Après deux précédentes séries régulières, la première au cœur des années 1990, la seconde plus récemment dans le sillage du Dark Reign de Norman Obsorn, voici que Marvel redonne sa chance à James Rhodes alias War Machine, fidèle acolyte depuis maintenant fort longtemps de Tony Stark/Iron Man, dans une nouvelle série régulière très sobrement nommée Iron Man 2.0.
James Rhodes a connu de nombreuses turpitudes depuis un certain nombre d’années et on ne peut pas vraiment dire que Marvel y soit allé de main morte avec lui. Supposé mort, réincarné dans un corps de cyborg, revenu à la vie, les récentes péripéties de Rhodes n’ont pas non plus brillé par une folle et pertinente ingéniosité des scénaristes. Heureusement, grâce au travail de longue haleine de Matt Fraction et Salvador Larroca (qui dessine d’ailleurs toutes les couvertures d’Iron Man 2.0, en quelque sorte un signe de continuité) sur le titre Invincible Iron Man, le personnage semble être revenu en grâce, bénéficiant même d’une certaine pointe de popularité, suffisante en tout cas pour qu’il ait droit à son propre titre, la série Invincible Iron Man devenant trop étroite pour deux héros en armure.
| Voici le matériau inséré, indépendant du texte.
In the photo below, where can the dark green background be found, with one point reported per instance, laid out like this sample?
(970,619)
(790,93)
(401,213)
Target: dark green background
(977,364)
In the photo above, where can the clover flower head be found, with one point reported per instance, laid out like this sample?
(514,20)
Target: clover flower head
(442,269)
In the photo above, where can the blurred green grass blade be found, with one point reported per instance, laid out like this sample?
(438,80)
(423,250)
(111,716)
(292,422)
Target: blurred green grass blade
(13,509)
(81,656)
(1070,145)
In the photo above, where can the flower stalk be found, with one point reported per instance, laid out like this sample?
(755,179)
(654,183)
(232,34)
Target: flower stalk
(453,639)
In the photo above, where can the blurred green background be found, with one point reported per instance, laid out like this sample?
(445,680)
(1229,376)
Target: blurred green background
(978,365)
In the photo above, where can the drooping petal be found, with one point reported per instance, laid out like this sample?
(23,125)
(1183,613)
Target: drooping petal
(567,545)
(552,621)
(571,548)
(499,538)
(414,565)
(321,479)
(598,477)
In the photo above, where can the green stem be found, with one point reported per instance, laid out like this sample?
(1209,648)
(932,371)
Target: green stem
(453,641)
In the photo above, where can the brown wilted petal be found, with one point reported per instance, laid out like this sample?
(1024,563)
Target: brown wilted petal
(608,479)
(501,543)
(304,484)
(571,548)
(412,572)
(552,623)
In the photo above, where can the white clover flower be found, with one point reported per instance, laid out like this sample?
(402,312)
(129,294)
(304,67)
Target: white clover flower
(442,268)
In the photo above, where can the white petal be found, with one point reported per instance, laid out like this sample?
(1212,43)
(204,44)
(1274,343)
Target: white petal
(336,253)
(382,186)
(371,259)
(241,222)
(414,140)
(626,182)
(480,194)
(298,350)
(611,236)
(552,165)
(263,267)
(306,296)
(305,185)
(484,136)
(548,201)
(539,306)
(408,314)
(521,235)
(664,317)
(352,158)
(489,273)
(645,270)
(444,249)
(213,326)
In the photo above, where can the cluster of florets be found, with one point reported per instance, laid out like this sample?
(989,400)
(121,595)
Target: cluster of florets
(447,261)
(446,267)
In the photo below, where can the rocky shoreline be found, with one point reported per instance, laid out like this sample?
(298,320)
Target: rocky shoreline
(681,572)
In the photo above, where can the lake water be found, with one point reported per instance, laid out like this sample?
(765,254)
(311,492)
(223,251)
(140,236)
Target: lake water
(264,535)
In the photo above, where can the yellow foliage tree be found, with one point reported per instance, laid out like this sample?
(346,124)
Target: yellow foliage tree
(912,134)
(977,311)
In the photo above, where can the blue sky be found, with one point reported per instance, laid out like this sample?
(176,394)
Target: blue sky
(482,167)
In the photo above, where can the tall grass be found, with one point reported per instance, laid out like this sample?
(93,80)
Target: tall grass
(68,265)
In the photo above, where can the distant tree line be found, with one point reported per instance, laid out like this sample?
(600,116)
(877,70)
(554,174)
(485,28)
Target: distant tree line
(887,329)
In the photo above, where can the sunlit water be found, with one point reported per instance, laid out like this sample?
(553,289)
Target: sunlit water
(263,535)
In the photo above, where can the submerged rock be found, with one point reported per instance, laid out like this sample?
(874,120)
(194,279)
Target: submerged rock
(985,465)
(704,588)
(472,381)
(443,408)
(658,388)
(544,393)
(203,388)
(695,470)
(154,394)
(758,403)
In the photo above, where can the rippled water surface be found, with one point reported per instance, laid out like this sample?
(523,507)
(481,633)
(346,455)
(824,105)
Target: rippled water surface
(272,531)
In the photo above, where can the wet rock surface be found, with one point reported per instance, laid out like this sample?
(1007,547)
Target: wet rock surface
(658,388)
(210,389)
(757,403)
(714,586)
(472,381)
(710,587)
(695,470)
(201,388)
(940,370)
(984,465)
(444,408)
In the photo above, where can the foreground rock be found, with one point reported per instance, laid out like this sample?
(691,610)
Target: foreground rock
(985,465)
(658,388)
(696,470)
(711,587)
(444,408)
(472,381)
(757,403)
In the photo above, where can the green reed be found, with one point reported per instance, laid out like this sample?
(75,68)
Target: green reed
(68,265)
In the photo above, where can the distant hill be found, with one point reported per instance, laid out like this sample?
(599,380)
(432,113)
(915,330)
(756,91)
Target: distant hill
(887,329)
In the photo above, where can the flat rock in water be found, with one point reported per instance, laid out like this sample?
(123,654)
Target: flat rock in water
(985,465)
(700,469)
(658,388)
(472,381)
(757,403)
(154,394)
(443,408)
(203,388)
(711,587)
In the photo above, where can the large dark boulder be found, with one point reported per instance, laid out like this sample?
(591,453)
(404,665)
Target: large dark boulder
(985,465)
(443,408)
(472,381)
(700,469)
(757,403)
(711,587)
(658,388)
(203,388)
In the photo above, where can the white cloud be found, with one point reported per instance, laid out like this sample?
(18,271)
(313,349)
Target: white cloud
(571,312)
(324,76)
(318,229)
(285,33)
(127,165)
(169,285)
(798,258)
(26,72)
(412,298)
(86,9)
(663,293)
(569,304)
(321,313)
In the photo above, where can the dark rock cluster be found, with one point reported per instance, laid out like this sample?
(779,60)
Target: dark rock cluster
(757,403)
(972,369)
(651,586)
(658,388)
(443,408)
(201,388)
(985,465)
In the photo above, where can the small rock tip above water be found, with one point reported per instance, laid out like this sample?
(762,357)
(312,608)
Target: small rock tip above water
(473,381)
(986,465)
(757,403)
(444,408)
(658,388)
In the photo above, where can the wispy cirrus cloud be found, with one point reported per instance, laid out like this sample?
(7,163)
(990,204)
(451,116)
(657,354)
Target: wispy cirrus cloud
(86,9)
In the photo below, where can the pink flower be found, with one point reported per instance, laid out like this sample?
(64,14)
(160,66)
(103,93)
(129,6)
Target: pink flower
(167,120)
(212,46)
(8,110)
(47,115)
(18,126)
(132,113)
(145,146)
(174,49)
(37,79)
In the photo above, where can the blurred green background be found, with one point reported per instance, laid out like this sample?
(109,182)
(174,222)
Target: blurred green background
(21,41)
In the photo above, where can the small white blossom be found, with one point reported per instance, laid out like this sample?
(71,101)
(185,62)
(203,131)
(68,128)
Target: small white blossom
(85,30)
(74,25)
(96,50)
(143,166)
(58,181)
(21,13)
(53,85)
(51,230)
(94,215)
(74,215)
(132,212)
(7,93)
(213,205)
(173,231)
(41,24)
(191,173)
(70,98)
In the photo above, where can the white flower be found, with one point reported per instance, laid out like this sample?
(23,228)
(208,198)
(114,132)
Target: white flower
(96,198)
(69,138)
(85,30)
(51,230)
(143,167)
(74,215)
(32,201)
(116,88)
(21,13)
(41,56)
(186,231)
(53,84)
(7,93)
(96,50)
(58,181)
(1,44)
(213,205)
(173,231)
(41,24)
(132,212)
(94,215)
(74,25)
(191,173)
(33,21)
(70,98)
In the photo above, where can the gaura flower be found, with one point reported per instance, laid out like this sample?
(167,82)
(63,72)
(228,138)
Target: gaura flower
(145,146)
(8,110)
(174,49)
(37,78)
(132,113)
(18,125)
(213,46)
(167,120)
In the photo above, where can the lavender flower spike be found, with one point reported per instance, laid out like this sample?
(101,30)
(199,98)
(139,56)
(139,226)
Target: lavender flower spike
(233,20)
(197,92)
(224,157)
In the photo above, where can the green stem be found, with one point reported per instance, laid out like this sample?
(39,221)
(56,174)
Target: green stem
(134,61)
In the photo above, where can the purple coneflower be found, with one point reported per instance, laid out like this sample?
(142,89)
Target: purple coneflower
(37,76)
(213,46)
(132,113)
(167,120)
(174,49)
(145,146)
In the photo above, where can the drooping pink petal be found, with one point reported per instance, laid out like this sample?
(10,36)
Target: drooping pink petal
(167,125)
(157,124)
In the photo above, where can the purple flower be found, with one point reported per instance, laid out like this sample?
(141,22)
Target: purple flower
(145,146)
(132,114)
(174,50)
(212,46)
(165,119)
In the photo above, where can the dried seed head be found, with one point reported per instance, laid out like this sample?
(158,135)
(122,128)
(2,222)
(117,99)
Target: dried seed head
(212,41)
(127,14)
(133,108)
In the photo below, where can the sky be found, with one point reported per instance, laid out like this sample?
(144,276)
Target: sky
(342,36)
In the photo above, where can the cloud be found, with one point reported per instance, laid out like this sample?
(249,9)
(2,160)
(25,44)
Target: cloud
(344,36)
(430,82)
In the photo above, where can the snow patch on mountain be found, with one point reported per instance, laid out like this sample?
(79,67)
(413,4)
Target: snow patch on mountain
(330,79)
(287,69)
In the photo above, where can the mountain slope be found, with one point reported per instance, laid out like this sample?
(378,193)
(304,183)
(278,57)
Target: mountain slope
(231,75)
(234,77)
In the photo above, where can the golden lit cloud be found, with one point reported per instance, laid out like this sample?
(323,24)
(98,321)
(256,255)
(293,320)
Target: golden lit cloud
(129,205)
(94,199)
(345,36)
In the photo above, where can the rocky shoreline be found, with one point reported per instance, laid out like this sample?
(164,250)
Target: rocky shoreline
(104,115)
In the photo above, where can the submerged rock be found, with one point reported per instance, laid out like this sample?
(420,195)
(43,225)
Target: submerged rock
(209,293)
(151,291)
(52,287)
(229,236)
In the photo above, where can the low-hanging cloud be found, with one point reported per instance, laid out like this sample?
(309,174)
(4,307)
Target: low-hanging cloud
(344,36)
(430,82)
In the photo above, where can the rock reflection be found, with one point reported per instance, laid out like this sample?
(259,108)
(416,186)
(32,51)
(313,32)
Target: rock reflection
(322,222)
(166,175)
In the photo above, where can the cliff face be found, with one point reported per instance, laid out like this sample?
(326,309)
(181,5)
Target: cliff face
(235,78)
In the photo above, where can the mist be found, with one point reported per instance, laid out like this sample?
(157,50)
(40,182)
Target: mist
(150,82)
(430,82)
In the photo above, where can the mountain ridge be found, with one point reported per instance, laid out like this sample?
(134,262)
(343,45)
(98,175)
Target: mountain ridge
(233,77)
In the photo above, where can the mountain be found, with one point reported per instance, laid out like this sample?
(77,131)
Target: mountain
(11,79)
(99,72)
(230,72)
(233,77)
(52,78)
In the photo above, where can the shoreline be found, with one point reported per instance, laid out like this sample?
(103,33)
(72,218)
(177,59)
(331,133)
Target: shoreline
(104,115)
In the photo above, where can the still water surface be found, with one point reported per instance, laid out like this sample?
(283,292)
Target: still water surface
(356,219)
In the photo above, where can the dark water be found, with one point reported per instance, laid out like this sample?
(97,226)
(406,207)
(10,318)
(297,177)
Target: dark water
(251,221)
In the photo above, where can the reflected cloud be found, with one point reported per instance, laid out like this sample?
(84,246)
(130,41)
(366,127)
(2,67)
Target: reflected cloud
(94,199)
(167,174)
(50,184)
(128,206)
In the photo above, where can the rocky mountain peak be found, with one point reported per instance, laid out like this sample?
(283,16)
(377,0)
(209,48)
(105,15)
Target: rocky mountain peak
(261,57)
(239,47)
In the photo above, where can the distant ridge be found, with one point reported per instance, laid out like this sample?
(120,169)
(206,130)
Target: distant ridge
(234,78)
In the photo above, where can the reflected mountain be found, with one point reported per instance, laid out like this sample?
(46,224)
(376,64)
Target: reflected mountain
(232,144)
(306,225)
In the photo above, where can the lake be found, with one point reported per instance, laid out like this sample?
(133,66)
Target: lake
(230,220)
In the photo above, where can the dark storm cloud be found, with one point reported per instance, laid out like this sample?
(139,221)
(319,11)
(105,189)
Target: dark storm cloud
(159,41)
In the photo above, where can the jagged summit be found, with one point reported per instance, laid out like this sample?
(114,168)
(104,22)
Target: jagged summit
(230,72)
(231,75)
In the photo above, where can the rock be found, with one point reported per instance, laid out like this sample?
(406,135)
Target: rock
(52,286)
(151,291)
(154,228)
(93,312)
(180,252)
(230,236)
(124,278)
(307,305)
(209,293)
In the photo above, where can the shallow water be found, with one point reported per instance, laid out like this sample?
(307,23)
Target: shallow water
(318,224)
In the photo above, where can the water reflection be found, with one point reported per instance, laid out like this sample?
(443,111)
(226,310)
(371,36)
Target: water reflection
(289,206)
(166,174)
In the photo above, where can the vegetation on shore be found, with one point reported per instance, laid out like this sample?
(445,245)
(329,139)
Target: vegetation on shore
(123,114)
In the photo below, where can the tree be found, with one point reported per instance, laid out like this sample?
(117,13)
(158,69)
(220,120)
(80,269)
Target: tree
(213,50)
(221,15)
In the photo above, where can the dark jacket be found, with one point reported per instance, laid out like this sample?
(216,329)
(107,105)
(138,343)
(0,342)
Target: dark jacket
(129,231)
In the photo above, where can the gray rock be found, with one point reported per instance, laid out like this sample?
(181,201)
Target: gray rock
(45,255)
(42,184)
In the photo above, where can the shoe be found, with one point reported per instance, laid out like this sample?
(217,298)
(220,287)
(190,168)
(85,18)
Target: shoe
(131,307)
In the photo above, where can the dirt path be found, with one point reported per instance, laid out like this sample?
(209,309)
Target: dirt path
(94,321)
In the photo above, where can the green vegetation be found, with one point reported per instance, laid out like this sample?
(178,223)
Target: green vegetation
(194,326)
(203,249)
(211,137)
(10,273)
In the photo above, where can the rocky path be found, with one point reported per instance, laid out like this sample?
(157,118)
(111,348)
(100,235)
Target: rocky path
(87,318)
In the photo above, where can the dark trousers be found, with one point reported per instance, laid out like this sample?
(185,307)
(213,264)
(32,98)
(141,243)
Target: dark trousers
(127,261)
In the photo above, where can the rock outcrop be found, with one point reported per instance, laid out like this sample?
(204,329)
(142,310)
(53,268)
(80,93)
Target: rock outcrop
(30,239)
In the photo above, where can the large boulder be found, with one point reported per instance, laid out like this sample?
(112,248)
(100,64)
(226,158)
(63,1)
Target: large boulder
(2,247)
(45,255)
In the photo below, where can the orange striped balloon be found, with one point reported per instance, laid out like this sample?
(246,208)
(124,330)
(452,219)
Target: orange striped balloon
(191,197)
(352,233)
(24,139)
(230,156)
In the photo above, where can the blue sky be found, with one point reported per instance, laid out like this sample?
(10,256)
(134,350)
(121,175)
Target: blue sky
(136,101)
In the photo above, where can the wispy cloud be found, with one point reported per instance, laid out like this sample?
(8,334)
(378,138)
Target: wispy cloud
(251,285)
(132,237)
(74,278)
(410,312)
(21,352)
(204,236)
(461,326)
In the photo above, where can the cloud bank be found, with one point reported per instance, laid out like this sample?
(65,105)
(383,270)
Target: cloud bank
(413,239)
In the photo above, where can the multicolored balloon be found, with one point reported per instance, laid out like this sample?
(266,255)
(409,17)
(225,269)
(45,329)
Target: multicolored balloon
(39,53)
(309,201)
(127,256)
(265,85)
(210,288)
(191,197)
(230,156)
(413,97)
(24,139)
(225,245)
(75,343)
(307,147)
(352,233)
Le scénariste Nick Spencer, très populaire chez Marvel ces derniers temps hérite ainsi de la lourde charge d’écrire cette nouvelle série régulière, aidé au dessin par le classique mais toujours très efficace Barry Kitson ainsi que par Kano, l’italien Carmine Di Giandomenico et malheureusement aussi du froid et articiel Ariel Olivetti qui devient le dessinateur officiel du titre dès l’épisode #04. J’avoue que j’aurais préféré voir Kitson rester plus longtemps. Les voies des comics sont parfois bien impénétrables...
Nick Spencer poursuit le travail réalisé par Matt Fraction autour du personnage dans la série susmentionnée et on retrouve donc James Rhodes qui travaille à nouveau pour le compte de l’armée américaine et du général Babbage qui ne le porte pas vraiment dans son cœur. Rhodes rejoint une équipe d’enquêteurs spéciaux des services secrets formée d’Ernst Hoyer, de Kaylie Doran et de Mike Zelinsky en charge d’un dossier complexe et épineux, celui de Palmer Addley. Ce dernier est un ingénieur de génie qui a longtemps collaboré avec la Darpa et les services américains. Seul problème : Palmer Addley est mort, il s’est suicidé et son funeste héritage essentiellement composé de nouvelles armes révolutionnaires essaime partout à travers le monde, sauf au Pentagone et est responsable de nombreux et récents attentats terroristes. A Rhodes donc et à son équipe d’enquêteurs de régler la situation.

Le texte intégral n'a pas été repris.